Roche, the pharmaceutical company that manufacturers Roaccutane, says that it takes the safety of all its medications seriously. A spokesperson told me: “It is vital that patients are fully informed as to what to expect when they take it and that they are monitored closely to ensure they get the ongoing care they need.”

In the 2014 review, before any data on the psychiatric effects of Roaccutane is discussed, the MHRA takes care to explore the pre-existing link between acne and depression. It’s a double-edged sword: while this defence can’t account for patients like Simpson, whose depression persisted after her skin healed, the anxiety and lack of self-esteem felt by acne sufferers is worth acknowledging.

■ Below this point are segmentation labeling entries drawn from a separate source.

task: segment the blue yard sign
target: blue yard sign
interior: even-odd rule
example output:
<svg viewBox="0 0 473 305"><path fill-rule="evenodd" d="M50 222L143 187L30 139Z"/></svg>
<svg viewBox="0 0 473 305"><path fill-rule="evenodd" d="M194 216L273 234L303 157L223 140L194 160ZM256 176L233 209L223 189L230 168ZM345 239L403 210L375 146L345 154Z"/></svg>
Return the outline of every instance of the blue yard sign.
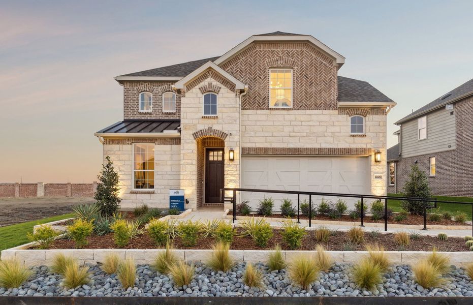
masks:
<svg viewBox="0 0 473 305"><path fill-rule="evenodd" d="M169 208L184 210L184 190L169 190Z"/></svg>

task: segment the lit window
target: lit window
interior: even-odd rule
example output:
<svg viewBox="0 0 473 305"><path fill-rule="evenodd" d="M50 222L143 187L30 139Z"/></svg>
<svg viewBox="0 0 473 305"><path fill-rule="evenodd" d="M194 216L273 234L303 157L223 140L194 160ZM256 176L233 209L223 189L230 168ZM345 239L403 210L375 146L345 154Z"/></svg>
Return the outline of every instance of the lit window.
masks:
<svg viewBox="0 0 473 305"><path fill-rule="evenodd" d="M204 95L204 115L217 115L217 95L207 93Z"/></svg>
<svg viewBox="0 0 473 305"><path fill-rule="evenodd" d="M140 111L151 111L152 110L153 95L149 92L140 94Z"/></svg>
<svg viewBox="0 0 473 305"><path fill-rule="evenodd" d="M417 129L419 130L419 140L427 139L427 116L417 119Z"/></svg>
<svg viewBox="0 0 473 305"><path fill-rule="evenodd" d="M154 188L154 144L134 145L133 172L133 188Z"/></svg>
<svg viewBox="0 0 473 305"><path fill-rule="evenodd" d="M429 159L430 161L430 175L435 176L436 172L435 170L435 157L431 157Z"/></svg>
<svg viewBox="0 0 473 305"><path fill-rule="evenodd" d="M350 118L350 133L352 135L364 134L364 117L361 115L354 115Z"/></svg>
<svg viewBox="0 0 473 305"><path fill-rule="evenodd" d="M269 70L269 107L292 107L292 70Z"/></svg>
<svg viewBox="0 0 473 305"><path fill-rule="evenodd" d="M396 184L396 164L394 162L389 163L389 185Z"/></svg>
<svg viewBox="0 0 473 305"><path fill-rule="evenodd" d="M163 95L163 111L165 112L176 111L176 95L172 92L166 92Z"/></svg>

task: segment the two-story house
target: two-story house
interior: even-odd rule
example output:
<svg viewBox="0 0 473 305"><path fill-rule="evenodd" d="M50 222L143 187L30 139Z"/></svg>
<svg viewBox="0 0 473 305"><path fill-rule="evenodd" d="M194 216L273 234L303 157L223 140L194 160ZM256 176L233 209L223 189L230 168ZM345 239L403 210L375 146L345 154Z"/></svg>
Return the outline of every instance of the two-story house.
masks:
<svg viewBox="0 0 473 305"><path fill-rule="evenodd" d="M223 206L224 187L385 194L395 103L339 76L344 62L311 36L277 32L116 77L123 120L96 135L120 174L122 205L167 206L169 190L182 189L186 208Z"/></svg>
<svg viewBox="0 0 473 305"><path fill-rule="evenodd" d="M426 173L434 195L473 196L473 79L399 120L388 149L388 193L402 191L411 167Z"/></svg>

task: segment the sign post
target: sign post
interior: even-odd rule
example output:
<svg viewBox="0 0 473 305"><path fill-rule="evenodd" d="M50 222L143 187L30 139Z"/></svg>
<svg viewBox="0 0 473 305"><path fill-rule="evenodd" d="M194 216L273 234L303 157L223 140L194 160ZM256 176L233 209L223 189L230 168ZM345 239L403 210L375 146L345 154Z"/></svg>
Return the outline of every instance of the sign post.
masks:
<svg viewBox="0 0 473 305"><path fill-rule="evenodd" d="M184 190L169 190L169 208L184 210Z"/></svg>

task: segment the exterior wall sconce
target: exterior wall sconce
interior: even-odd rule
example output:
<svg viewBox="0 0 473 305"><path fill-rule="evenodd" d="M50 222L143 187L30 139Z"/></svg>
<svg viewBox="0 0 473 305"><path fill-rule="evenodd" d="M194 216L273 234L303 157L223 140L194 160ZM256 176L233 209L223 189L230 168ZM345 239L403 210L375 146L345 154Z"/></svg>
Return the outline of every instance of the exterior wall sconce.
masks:
<svg viewBox="0 0 473 305"><path fill-rule="evenodd" d="M374 162L381 162L381 151L377 150L376 152L374 153Z"/></svg>

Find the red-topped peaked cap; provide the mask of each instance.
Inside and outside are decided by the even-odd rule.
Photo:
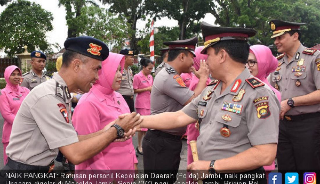
[[[198,42],[198,37],[195,36],[186,40],[164,42],[163,44],[169,47],[169,51],[172,50],[187,50],[196,57],[195,49],[196,44]]]
[[[248,41],[248,38],[253,36],[257,31],[253,29],[243,27],[218,27],[202,22],[200,25],[204,47],[201,53],[206,54],[207,49],[217,43],[226,40]]]
[[[300,26],[304,25],[306,23],[298,23],[284,21],[275,19],[269,22],[271,29],[273,31],[271,38],[282,35],[285,33],[292,30],[300,30]]]

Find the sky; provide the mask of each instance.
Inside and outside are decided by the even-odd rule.
[[[35,2],[40,4],[43,8],[51,12],[53,17],[53,20],[52,22],[53,27],[53,30],[48,32],[46,35],[47,40],[50,43],[53,44],[57,42],[61,48],[63,47],[63,43],[67,38],[68,27],[66,20],[66,10],[63,6],[59,7],[58,0],[29,0],[29,1]],[[107,8],[105,5],[98,3],[100,7]],[[5,6],[0,6],[0,13],[5,9]],[[204,19],[201,20],[207,22],[212,24],[214,24],[215,18],[213,15],[210,13],[206,14]],[[138,29],[144,27],[147,21],[139,20],[137,22],[137,27]],[[178,21],[175,20],[164,17],[160,19],[157,19],[154,22],[155,27],[166,26],[169,27],[177,26],[178,25]],[[57,51],[58,50],[55,50]]]

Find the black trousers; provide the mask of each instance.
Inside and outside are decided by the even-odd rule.
[[[279,170],[320,169],[320,113],[315,115],[298,120],[294,119],[296,116],[291,121],[280,120],[277,150]]]
[[[173,176],[152,179],[153,182],[172,183],[175,181],[182,148],[181,137],[157,130],[149,129],[147,132],[142,144],[144,173],[149,175],[153,173]],[[146,180],[150,180],[150,177],[148,178]]]
[[[134,101],[133,101],[133,95],[122,95],[122,97],[124,99],[124,100],[128,104],[130,109],[130,112],[134,111]]]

I was first prescribed Roaccutane for my acne at 15, and then again at 22. For me, the meteoritic rise of skincare as a fashionable hobby exaggerated my poor mental health. In the past decade, skincare has exploded into the mainstream, gobbling up nearly 60 percent of the global cosmetic market growth, with the industry projected to reach £134 billion by 2025. Reddit’s “r/SkincareAddiction” gets more than 1,000 posts a day. During my second course of Roaccutane medication, I remember watching girls no older than 13, with glassy, prepubescent complexions queue to buy £50 jars of face mask at my local Urban Outfitters.

This shame felt by many acne sufferers is only intensified by the current trend for skincare as fashion. Although Annabel Wright’s acne was classified as non-severe, her dermatologist suggested Roaccutane as the best method to prohibit any scarring. “And to Annabel,” her mother told Channel 4 in October, “that was everything.”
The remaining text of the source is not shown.